The word curriculum derives from the Latin word ‘currere‘, to run. It is a running course, sometimes understood as a race. Unpicking the race analogy provides some interesting insights.

  • If a curriculum is a course, then this provides some form of standard structure in which the runners compete. It gives direction and prevents chaos. It also allows comparability between runners. Who is most skilled at navigating the course? It also allows focused training.
  • If a curriculum is a race, then there will be winners and losers. This is especially so if all the runners are in the same race. Some will have trained more effectively; some will be better suited to different lengths of race; others might be better off in a different race altogether or even sticking to field events!
  • Whether it is a course or a race, the course is set by someone other than the runners.
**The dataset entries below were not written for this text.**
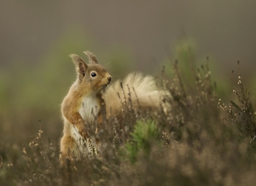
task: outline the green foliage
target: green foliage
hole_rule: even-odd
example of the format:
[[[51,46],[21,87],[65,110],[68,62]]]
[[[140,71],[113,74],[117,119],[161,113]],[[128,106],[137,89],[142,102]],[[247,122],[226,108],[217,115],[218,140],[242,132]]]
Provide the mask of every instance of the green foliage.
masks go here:
[[[154,121],[139,120],[134,125],[131,138],[126,142],[126,153],[132,163],[134,163],[140,152],[149,155],[154,142],[159,142],[161,130]]]
[[[242,76],[238,87],[234,86],[237,101],[228,109],[217,95],[209,62],[196,68],[189,45],[182,46],[178,62],[166,65],[159,75],[158,86],[167,94],[158,111],[123,105],[123,121],[114,116],[103,120],[97,133],[100,159],[67,160],[67,167],[61,167],[62,126],[54,122],[61,98],[76,78],[68,55],[82,56],[81,47],[90,45],[88,39],[81,41],[81,35],[68,31],[38,65],[17,63],[11,67],[15,75],[0,73],[0,94],[6,97],[0,96],[0,114],[10,114],[0,125],[1,185],[255,184],[255,110]],[[116,61],[121,55],[125,56]],[[186,63],[189,61],[195,63]],[[38,115],[48,122],[27,120]],[[22,122],[29,124],[22,128]],[[38,130],[38,125],[45,130],[29,138],[30,128]],[[91,125],[88,133],[93,135],[96,126]],[[5,134],[8,128],[10,136]]]

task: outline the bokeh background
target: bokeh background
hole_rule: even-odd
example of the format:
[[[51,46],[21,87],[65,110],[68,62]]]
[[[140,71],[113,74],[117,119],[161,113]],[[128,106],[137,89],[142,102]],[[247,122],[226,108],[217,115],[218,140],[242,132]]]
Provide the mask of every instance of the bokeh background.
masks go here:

Those in charge of the course set the obstacles and set the rules and the entry standards.
  • Runners are either on course and successful, off course for a period of time or out of the race.
  • It is often time or distance limited, putting extra pressure on the runners to complete within a defined space. Moving to a different course is rendered more difficult and whoever is off course or out of the race cannot easily start another course without being behind. There may not even be another course.
  • A course or a race is by its very nature a closed loop and can exist and be judged only in terms of itself. The runners in a 400m race all run the course and someone will be a winner but the success of the course does not necessarily depend on the performance of those within the race. It is simply a 400m with differing outcomes each time it is raced. However, if we begin to put a context of purpose which is broader, we question the validity of the loop. If runners are preparing for a life of 400m races, then the course is appropriate. If it is to help then run a marathon then its validity is limited only to some related skills such as speed endurance training, lactic acid and biomechanical training. It is not the best preparation.

The big question for the course-setters in central government is whether they are allowing their runners to run with a purpose. Are they even in the right race?